第13話 それぞれの動き

「木蓮様ぁ〜!」


 もみじの甘い声が木蓮の鼓膜を揺さぶる。対照的にもみじと触れ合っていた部下達は、小さな悲鳴を挙げながら蜘蛛の子を散らすようにもみじから離れていった。しかも皆揃って真っ青な顔をしている。


「木蓮様、これからどこに行きますか? せっかくだし神域色々巡ってみたいです!」


 もみじは胸の前で手を合わせながら、木蓮へおねだりする。これはよく当主や男達に使ってきた手法だ。


「ああ、そうだね。一通り巡ってから君のお家に帰ろうか」

「ええ……あーし、お家にはまだ帰りたくないかもぉ。だって結婚反対する人がいるだろうし」


 木蓮は大丈夫だよ。と言いながらもみじを抱き寄せて額に軽くキスを落とした。


「木蓮様……」


 もみじの顔がわかりやすく赤く染まる。


「俺がいるから大丈夫。
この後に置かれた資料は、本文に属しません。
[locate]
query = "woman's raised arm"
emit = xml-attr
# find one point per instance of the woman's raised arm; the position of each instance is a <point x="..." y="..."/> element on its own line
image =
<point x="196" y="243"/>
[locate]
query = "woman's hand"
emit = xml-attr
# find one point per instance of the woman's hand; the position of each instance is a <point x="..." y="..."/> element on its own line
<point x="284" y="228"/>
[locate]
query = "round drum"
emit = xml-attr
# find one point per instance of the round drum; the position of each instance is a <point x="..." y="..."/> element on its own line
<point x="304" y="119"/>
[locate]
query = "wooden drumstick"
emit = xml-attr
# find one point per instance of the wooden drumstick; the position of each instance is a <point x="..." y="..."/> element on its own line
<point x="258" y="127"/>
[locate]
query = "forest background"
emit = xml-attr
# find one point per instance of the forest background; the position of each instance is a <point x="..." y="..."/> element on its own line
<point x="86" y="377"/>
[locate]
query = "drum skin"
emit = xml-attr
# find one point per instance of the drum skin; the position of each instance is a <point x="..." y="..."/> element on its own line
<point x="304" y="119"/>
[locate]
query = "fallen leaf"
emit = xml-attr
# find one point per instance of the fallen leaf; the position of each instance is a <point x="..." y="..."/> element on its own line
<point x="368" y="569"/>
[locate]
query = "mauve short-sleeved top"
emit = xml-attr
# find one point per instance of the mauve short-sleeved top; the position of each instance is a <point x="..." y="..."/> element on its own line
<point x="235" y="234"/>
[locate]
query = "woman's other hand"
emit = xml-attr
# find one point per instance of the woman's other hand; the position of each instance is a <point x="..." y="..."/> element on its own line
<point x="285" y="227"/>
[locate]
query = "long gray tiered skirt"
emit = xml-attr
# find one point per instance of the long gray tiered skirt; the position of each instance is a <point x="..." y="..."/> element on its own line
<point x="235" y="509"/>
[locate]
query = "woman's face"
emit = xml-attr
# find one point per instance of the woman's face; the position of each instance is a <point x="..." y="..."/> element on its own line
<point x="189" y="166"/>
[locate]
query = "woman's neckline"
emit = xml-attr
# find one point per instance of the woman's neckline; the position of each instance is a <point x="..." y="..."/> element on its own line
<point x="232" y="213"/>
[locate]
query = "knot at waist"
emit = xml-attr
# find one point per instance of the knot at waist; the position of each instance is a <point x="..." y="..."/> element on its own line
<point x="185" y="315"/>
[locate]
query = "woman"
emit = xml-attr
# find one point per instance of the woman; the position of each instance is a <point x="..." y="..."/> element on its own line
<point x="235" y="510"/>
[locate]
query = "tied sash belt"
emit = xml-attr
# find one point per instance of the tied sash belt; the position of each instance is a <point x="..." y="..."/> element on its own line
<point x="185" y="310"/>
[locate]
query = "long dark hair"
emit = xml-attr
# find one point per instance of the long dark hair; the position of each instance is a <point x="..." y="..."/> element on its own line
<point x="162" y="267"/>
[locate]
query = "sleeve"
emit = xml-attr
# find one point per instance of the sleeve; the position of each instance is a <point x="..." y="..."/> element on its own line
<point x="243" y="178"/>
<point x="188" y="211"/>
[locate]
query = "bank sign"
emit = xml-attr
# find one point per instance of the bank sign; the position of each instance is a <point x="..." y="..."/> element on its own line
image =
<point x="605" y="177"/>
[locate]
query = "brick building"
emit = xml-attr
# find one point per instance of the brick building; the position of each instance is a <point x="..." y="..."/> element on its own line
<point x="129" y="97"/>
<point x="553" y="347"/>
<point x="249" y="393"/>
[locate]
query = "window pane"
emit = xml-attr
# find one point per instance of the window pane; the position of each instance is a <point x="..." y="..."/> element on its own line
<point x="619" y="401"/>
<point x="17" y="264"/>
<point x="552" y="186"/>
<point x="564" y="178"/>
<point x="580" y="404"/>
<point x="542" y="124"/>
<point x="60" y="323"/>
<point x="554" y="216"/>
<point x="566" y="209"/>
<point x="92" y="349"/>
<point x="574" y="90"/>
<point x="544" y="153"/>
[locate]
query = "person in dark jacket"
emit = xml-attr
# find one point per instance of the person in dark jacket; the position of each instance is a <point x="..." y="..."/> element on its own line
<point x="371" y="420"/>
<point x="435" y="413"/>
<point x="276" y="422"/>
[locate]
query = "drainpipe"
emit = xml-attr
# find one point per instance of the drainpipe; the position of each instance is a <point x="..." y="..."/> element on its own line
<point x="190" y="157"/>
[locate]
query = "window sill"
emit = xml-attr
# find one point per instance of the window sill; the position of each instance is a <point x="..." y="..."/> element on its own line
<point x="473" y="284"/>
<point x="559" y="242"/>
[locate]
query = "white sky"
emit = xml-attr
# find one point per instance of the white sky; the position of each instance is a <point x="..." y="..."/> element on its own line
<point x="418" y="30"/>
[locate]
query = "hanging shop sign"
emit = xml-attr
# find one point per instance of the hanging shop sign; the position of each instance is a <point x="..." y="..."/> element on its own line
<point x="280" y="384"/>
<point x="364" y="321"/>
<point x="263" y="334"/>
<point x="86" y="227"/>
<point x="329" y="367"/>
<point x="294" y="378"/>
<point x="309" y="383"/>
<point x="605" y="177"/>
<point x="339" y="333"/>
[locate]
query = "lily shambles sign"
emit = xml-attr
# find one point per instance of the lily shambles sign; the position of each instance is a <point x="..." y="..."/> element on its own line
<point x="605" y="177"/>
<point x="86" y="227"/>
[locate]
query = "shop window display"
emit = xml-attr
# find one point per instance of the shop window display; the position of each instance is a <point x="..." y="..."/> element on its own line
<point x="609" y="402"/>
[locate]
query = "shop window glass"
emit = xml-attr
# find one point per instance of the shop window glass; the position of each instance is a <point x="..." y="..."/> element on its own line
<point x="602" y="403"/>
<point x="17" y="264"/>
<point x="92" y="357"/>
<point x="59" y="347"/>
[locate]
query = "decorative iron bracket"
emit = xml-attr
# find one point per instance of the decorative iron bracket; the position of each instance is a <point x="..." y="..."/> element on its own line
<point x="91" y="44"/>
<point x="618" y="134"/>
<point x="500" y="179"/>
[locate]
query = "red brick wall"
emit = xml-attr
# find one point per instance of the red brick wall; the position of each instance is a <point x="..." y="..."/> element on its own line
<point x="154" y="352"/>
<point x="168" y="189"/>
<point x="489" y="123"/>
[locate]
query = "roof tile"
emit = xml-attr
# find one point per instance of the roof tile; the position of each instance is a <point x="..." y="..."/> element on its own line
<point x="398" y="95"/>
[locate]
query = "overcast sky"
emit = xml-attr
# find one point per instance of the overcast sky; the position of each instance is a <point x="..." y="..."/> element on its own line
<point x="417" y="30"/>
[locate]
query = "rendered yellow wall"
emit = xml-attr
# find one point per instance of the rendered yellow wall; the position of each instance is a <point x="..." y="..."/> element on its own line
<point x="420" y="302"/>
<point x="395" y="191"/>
みっちゃん」

「あーし、木蓮様と出会えて本当に良かった……!」


 人目ならぬ狗神達の目も気にせず抱き合う2人を、部下達はしんみりと見つめていた。

 だが、部下のうちのひとりがある事に気がつく。


「そういや木蓮様恋人いたような」

「あれはセフレ……いや友達だろ」


 隣の部下から突っ込まれると、腕組みをしながら顔を傾ける。


「そっかぁ。ならいいのかな?」

「まあ、大丈夫なんじゃねえの? だって告白したとかそういう話は聞いてないし」


 木蓮はもみじから離れると彼女の手を引いて歩き始めた。

 雪はまだ止む気配なく降り続けている。


 ◇ ◇ ◇


 狗神の襲撃および槐との戦いから大体1週間ほどが経過した。あれから龍神宮を襲うような神はいないが、ひりついた空気はまだ残っている。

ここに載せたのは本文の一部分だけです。